We all know someone who is vulnerable to catching the flu. Individuals with weakened immune systems and certain chronic conditions have the highest risk. Skipping your annual flu vaccine can leave you and others around you vulnerable to the illness – leading to long-term illnesses, hospitalization and even death.
Who is at a high risk for developing serious flu complications?
Flu is more likely to cause severe illness in pregnant woman, because of the changes in their immune system, heart, and lungs. Flu may also be harmful for a pregnant woman’s developing baby. Fever, a common flu symptom, may be associated with neural tube defects and other adverse outcomes for a developing baby.
Getting vaccinated not only protects the mother, but it also helps protect a baby after birth from flu, since the mother passes antibodies on to the developing baby during her pregnancy.
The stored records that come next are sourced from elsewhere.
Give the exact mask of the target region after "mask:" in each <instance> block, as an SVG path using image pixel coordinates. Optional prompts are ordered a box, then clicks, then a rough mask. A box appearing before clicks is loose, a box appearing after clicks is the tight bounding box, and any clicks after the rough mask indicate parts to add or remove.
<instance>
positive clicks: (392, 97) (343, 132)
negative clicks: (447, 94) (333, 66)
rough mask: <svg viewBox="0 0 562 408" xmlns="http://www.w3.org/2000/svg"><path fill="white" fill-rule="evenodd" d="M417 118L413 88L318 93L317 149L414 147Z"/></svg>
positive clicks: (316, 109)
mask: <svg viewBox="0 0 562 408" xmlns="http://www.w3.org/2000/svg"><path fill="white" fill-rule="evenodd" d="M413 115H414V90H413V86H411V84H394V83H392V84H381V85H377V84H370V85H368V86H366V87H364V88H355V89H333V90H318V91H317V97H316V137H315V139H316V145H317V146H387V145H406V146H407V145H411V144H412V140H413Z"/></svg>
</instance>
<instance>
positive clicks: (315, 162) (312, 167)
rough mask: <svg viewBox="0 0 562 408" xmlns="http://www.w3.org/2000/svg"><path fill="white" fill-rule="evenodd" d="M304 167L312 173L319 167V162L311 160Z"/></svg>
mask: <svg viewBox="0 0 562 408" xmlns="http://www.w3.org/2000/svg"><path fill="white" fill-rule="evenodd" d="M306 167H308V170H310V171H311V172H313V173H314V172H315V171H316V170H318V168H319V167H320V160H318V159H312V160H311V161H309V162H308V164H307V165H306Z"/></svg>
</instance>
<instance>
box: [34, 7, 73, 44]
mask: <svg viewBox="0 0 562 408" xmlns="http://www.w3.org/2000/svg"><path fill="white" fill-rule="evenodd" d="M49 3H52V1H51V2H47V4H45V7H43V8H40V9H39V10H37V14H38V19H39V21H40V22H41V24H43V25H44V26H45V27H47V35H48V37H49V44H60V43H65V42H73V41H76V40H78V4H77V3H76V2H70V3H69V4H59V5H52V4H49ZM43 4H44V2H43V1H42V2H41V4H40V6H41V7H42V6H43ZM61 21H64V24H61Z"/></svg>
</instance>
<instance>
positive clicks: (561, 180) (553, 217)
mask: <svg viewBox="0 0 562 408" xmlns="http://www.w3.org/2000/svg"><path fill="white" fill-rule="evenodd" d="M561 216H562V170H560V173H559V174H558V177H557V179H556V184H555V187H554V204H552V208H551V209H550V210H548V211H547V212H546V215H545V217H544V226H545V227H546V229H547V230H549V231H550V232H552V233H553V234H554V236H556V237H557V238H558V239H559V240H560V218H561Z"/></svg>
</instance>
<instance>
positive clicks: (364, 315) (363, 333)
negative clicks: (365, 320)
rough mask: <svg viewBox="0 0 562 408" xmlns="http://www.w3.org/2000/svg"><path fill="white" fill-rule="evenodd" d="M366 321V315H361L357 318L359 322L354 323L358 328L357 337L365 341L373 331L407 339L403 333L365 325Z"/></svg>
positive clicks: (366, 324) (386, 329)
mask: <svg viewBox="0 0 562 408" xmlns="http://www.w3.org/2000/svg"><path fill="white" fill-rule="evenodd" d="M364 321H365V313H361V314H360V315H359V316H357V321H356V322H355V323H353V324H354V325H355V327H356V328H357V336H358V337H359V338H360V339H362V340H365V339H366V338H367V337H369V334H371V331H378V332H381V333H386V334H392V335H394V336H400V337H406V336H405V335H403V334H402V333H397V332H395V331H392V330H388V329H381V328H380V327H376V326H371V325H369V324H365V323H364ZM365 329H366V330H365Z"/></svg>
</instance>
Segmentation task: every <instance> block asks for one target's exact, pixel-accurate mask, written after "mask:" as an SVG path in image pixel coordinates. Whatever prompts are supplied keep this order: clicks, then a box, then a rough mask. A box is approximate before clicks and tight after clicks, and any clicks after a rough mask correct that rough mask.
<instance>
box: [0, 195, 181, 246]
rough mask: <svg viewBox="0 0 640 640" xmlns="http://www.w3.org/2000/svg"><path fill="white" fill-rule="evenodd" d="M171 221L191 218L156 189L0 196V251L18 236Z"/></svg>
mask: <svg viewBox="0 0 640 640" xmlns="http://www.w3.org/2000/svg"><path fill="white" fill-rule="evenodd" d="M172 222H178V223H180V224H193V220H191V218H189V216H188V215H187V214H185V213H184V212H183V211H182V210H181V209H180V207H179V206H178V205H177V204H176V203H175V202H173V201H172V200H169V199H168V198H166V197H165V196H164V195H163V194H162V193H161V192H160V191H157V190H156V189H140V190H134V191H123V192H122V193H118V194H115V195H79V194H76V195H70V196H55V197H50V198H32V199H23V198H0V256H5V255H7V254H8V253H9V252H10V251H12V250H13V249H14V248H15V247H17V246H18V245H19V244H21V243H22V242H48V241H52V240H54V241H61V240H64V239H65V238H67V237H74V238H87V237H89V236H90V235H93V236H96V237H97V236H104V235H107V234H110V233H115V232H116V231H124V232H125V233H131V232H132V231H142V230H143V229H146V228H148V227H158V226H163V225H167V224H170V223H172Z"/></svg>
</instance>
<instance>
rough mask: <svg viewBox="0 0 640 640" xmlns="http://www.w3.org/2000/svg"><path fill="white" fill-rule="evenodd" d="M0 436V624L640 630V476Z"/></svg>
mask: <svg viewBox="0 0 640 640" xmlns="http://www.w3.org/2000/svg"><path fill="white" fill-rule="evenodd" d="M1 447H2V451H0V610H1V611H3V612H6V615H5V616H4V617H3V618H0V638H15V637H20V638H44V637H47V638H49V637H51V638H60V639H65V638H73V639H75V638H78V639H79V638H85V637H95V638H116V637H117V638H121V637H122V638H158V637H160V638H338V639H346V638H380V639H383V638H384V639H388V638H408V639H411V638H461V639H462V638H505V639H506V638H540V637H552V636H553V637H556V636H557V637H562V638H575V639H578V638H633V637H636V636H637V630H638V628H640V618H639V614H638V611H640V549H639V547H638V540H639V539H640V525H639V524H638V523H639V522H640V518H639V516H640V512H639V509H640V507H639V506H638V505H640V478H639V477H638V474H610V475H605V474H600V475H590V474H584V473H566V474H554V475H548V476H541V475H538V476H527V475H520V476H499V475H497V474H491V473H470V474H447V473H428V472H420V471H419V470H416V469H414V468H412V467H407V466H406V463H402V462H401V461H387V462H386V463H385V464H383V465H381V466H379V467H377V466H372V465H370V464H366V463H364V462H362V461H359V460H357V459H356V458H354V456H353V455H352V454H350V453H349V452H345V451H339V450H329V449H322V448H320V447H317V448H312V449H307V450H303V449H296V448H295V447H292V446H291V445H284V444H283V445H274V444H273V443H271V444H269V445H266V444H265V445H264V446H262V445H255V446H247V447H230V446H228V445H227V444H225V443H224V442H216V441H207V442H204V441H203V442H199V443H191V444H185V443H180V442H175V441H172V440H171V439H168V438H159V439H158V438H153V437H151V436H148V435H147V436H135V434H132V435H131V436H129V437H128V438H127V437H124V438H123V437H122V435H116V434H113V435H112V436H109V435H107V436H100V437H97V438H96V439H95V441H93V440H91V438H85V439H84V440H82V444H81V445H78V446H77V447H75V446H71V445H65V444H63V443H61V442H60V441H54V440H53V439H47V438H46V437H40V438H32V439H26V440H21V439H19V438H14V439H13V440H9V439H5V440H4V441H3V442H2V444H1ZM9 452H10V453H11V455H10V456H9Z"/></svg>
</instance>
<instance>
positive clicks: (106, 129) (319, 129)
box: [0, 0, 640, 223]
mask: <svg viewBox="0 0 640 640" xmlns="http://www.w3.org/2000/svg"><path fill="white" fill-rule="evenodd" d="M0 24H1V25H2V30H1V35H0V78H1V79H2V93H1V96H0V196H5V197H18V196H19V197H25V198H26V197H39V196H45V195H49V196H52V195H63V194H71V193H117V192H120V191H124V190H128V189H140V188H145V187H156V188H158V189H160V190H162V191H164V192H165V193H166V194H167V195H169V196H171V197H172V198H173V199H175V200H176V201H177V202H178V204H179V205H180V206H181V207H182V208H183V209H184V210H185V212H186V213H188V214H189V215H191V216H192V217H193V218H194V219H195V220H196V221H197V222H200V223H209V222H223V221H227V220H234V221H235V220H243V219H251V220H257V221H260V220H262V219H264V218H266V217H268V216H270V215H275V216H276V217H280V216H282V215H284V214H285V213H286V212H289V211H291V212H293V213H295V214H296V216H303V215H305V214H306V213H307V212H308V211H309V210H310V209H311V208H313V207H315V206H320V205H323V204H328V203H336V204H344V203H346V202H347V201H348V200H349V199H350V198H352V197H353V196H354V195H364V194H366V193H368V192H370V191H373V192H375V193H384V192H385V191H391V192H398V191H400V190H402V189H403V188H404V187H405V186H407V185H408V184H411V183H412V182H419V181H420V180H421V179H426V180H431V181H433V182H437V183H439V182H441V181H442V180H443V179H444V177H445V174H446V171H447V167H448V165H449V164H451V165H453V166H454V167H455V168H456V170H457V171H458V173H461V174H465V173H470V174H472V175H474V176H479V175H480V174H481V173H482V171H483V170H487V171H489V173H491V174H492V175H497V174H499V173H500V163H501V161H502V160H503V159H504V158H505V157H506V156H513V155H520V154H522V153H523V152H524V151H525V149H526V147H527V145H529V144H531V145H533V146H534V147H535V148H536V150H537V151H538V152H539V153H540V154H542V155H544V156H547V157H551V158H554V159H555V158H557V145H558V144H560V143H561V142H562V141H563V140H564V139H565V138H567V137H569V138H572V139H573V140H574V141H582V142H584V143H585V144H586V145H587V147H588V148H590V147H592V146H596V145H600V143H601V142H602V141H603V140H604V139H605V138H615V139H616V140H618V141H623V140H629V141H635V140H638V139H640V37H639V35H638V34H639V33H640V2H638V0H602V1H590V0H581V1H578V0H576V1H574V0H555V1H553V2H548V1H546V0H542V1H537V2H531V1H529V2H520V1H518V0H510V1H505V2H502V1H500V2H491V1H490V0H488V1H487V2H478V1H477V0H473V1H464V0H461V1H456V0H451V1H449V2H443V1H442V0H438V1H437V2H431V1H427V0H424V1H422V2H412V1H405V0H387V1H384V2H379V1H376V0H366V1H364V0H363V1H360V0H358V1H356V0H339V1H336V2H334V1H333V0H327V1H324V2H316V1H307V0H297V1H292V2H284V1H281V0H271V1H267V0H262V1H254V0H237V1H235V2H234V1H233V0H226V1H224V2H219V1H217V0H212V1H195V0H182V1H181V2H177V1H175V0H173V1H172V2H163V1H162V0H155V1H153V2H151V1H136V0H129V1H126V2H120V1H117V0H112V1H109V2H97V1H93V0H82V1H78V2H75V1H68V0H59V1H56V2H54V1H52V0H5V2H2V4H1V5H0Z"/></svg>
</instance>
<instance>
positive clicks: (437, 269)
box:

Adults 65 years and older are more likely to experience serious flu complications, because their immune system is weakened. They are at an increased risk of heart attack and stroke – even weeks after recovery. In recent years, it is estimated that between 70% and 90% of seasonal flu-related deaths have occurred in people 65 years and older. *
Getting the right vaccination can help protect older adults against the flu by creating a stronger immune response. Talk with your doctor or pharmacist about specifically designed vaccines for your age.
People with Chronic Conditions
People with Asthma
Even if your asthma is mild or symptoms are well-controlled with medication, flu infection can be more serious for people with asthma since they already have sensitive airways. Complications can include increased inflammation of the airways and lungs, asthma attacks, pneumonia, and other respiratory diseases.
People with Heart Disease
People with heart disease and those who have had a stroke are at a higher risk of developing serious flu complications. Complications include increased risk of heart attacks and strokes.*
People with Diabetes
People with diabetes (type 1 and type 2) are more likely to experience serious flu complications because diabetes can make the immune system weak. Complications include pneumonia, bronchitis, sinus infection, ear infections, and fluctuating blood sugar levels.
The flu can make chronic health conditions worse. Getting vaccinated can help protect the people around you who have these chronic conditions from experiencing serious flu complications.
Protect yourself. Protect others. Get your annual flu shot today!